We made multiple trips in Cheeto that week.  I cut Melanie in at ten percent on items she dared to model for Craigslist and the stuff we couldn't sell went to Saint Vinnie's.  Anything worth keeping went into storage at a creepy outfit near that tan titty-dome megachurch off Highway 99. 

Now I was after the rest of my makeup.  Any paperwork or mail in my name, the power and MIDI cables for my microKORG.  My amp and my passport, a final pull of drawers and one last look around for anything I left behind.

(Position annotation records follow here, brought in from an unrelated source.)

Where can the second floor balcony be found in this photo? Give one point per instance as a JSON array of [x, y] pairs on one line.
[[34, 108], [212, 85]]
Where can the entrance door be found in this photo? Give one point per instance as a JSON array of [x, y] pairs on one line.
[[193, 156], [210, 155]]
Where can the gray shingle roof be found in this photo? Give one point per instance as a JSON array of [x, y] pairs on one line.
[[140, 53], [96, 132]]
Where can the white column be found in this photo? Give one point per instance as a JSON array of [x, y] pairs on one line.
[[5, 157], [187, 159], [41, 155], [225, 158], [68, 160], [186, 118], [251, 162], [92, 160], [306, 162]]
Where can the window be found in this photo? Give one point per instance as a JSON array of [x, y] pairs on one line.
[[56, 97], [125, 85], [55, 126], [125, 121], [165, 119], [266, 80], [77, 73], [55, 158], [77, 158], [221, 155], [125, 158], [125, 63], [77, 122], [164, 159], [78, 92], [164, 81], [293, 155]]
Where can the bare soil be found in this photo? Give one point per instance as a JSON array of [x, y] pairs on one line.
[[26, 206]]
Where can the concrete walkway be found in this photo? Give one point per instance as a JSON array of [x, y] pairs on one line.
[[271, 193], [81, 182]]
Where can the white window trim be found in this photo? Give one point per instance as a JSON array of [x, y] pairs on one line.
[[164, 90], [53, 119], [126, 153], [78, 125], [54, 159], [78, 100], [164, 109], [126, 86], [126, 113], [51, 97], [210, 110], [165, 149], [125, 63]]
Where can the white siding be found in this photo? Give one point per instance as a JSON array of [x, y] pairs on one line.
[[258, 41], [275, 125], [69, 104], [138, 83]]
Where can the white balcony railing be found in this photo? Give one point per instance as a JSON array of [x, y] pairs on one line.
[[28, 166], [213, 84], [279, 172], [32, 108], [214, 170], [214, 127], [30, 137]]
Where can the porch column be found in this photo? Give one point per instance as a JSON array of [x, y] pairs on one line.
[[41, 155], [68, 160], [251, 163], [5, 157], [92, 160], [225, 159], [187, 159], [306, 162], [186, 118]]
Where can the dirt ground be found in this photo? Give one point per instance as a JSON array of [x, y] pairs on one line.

I'd been sleeping on a trundle bed in the spare room where Melanie made her jewelry.  The walls of her Southtown home were thick with unsold inventory from abandoned Etsy ventures.  Smartass KEEP CALM placards advocating naps, kittens or cake.  Inspirational phrases condensed to three verbs stenciled on salvaged planks, hung among framed photos of Melanie glowing in a backless dress at her sister's outdoor wedding.  Kayaking on the Rogue River, throwing up devil horns on the teacup ride at Disneyland.  Mimicking the "Charlie's Angels" pose with friends in gowns and mortarboards.

Like uninvited vampires prohibited from entry, the attentive retinue of doubt and worry that normally stood over my bed could not follow me to Melanie's house.

I went to work early the next afternoon.  Met with Barb in Human Resources and cashed in some leave "for reasons personal and emergent".  Freed from a night-shift schedule my body clock snapped back to the diurnal routine of a day-walker.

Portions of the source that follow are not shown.